GULF COAST FISHERMAN
Tackle Time - Winter '96
by Max Hunn

MAKE A RATTLIN' WORM

Sound can be a detriment, or it can be an asset when fishing. If you stomp around with lead feet in your boat, the odds are great you'll spook any nearby fish into the next county.

On the other hand, the right amount of noise will attract fish to your artificial lures, sometimes with surprisingly vicious strikes. There are plugs on the market that capitalize upon such as popper, chugger or propeller types. These noisy lures are standard in the tackle boxes of all serious anglers.

Soft plastic worms have gradually become salt water lures, too. but have you ever thought about or considered how to make plastic worms noisy? It can be done.

Like most anglers, for years I thought a plastic worm was strictly a silent type of lure. I assumed that without seriously considering the question until I met Loren Wilson, a dedicated South Florida angler who was convinced that noise does increase the effectiveness of the plastic worm.

He was so dedicated to the idea that he wouldn't fish a large worm without inserting a small, glass rattler which he had learned to make. When using a 7-inch or larger worm, he always used a noise maker. However with shorter worms, which usually are thinner, a rattler wasn't practical. There isn't room in the worms body to insert a rattler.

He convinced me there was merit to the idea by citing several successful experiences. "Put a rattler in a plastic worm, and you increase the worm's effectiveness. A rattling worm will produce consistently, I know from experience. It's the same idea that has proved so effective with plugs."

There's little doubt that the addition of a glass rattler increases the effectiveness of a plastic worm, particularly if you are fishing murky water where the fish home in on their meals by sound rather than sight.
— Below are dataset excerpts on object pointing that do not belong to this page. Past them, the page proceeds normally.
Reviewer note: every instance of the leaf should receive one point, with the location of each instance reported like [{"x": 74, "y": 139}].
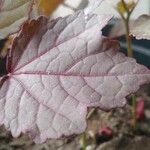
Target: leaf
[
  {"x": 60, "y": 68},
  {"x": 47, "y": 7},
  {"x": 141, "y": 28},
  {"x": 13, "y": 13}
]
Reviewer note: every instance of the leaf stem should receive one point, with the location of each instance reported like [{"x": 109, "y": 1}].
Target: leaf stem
[
  {"x": 128, "y": 38},
  {"x": 134, "y": 111},
  {"x": 130, "y": 52},
  {"x": 83, "y": 140}
]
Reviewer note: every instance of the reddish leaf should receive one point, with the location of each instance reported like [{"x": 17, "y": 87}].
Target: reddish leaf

But rattlers are not limited to murky water. They can help in all types of water, and all types of cover. Any where you can fish with a regular worm, you can fish with a rattling one.
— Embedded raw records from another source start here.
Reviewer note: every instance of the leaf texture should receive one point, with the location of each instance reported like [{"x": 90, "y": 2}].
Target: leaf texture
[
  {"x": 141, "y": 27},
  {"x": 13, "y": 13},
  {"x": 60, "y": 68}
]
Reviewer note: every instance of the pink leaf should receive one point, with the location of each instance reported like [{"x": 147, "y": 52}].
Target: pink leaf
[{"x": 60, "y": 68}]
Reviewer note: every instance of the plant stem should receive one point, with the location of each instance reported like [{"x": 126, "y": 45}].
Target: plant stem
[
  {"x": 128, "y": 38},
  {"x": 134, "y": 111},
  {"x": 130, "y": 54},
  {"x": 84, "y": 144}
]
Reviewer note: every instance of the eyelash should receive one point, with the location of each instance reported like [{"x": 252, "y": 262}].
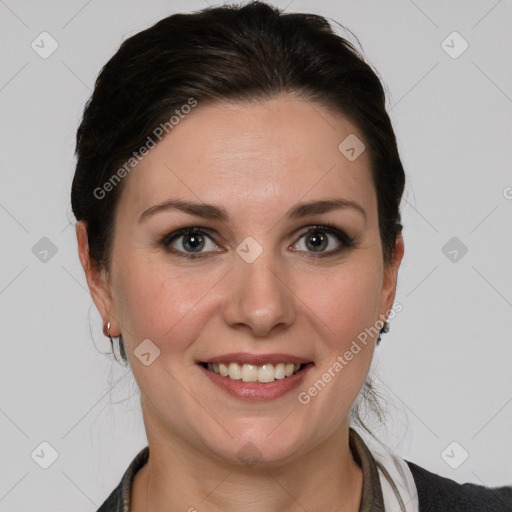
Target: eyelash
[{"x": 345, "y": 240}]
Because of his dedication to fishing with glass rattlers, Wilson learned to make his own noise makers, and in the process improved on the commercial version marketed.

By learning to make your own glass rattlers, you can be certain of having an ample supply on hand when needed. You will lose some from time to time when a fish takes your worm around a stick up, reef or other underwater hazard. Or you just lose the tiny items from your tackle box, or the rattler works loose from the worm while fishing. Rattling worm fishing requires a good supply.

More important than instant availability of a large supply is the improvement in rattler design you can make when making your own. The few commercial noise makers available are rounded at both ends because of quantity production methods. But you can custom make noise makers with a sharp point in one end. This make it possible for the rattler to be inserted easily in a plastic worm, not always the case when the noise maker is round at both ends.

To make custom made rattlers you need 4-mm glass tubing, which can be purchased by the pound. The glass comes in four-foot lengths, which you melt into one foot sections for ease of handling. One pound of glass will make approximately 1,800 rattlers.

The rattling sound is make by the no. 9 shot which are inserted into the glass tube. Only three are used. More than that might be too heavy, and impair the action of the worm.

Three make just the proper clicking sound that entices rather than frightens the fish. Some claim the clicking sound mimics the sound of live shrimp. Others say it has an unknown special appeal. Regardless of any theory, the rattling does appeal to fish.

It's a little tricky getting the shot into the tube. But it's a relatively simple procedure once mastered. You take a new glass tube with one end rounded - the result of melting the larger lengths into more convenient sections - and dip open end into a container holding no. 9 shot.

You line up three shot in the tube and then tilt it so the no. 9's slide to the closed end. Of course, if you get too many shot in a tube, you have to start all over. Or you can use a pair of needle nose pliers and pick up the shot one at a time, and drop them into the tube. This too, can be tricky.

Then holding the glass tube at the opposite end with one hand, you hold the little rattler-to-be with a pair of needle nose pliers over the gas (propane) flame. Heating the glass to its melting point, you close the open end with a sharp point, locking in the shot. At the same time you round off what becomes one end of the next rattler.

In order to get the rattler to have a pointed end, you keep the glass rotating carefully while shaping the end being closed. By deftly twirling the long glass tube you can shape the point, and melt the rattler free from the main stock.

If you want to add a new dimension to your salty, plastic worm fishing try adding rattlers to con the fish. It's no great problem to make your own. Glass rattlers do make plastic worm fishing more effective.